Not that it mattered. All Lance had to do was keep in mind all of the many, many reasons that he and Jamie could never work, and he would be able to keep his distance.
“Man, can you even believe that guy?” Ken asked, shaking his head as they left the theater together, arms wrapped around each other. How long until that felt normal? How long until he stopped feeling so damn weird about touching Ken?
He had always liked Ken, and they were affectionate enough, but they had never been the sort of friends who were all over each other all the time or anything. Did this feel as strange to Ken as it did to Lance?
“No,” Lance told him, completely sincerely. “I can’t believe him at all.”

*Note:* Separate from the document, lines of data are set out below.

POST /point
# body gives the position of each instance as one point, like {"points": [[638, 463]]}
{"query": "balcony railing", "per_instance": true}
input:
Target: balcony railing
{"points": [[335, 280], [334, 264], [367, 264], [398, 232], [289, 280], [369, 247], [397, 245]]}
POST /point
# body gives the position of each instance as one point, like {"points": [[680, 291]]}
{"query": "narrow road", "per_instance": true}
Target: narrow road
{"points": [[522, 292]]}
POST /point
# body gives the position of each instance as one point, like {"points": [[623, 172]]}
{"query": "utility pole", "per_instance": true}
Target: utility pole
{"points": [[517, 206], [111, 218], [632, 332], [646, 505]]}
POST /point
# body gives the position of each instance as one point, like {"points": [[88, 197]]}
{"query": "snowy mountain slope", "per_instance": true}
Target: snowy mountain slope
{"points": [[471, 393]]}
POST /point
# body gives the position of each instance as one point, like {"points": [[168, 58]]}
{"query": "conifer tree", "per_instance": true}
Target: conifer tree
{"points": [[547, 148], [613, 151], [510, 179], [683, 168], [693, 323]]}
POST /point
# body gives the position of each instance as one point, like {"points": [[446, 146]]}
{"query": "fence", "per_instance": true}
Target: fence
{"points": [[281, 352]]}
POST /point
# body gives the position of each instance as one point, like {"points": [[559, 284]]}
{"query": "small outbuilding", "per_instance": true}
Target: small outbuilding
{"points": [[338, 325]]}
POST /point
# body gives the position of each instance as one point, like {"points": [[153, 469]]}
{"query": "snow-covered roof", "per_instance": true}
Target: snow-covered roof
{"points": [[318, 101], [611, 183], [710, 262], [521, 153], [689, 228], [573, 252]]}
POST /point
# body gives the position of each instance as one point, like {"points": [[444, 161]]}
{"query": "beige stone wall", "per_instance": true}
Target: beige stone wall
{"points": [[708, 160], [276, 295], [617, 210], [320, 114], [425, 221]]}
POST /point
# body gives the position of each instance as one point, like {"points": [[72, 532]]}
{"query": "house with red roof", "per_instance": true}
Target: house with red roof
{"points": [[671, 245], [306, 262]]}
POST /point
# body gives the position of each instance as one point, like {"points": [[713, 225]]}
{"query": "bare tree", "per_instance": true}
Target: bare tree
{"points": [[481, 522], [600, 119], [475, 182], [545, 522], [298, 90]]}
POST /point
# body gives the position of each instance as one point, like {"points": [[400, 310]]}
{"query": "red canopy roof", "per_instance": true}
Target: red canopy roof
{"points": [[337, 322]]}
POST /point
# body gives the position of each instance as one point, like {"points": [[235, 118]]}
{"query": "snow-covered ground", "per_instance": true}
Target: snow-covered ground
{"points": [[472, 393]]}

Only he knew very well that he didn’t mean it in the same way that Ken did. Ken hated the guy, would have, in fact, hated anyone that tried to come into the band, no matter how nice they were. And whatever Lance could say about Jamie, the wordnicewouldn’t have occurred to him.
Whereas Lance. Lance thought about the fullness of his ripe lips, the shine in his shimmering eyes, the cocky tilt of his head and the way his whole body had inclined toward Lance during that endless moment when they’d been staring at each other.
Probably happened to Jamie all the time. It was probably just the other man’s inherent flirtatious nature. But Lance couldn’t get it out of his head, no matter how he tried.
Well, he was just going to have to try harder. Try until he made it. Try until he couldn’t mentally trace the shapes and colors of Jamie’s face in his mind’s eye, and he stopped thinking about what color he’d use to paint those beautiful, large, deep blue eyes.
He hadn’t painted in years, but something about Jamie made him want to. Just one more sign of how dangerous the man was.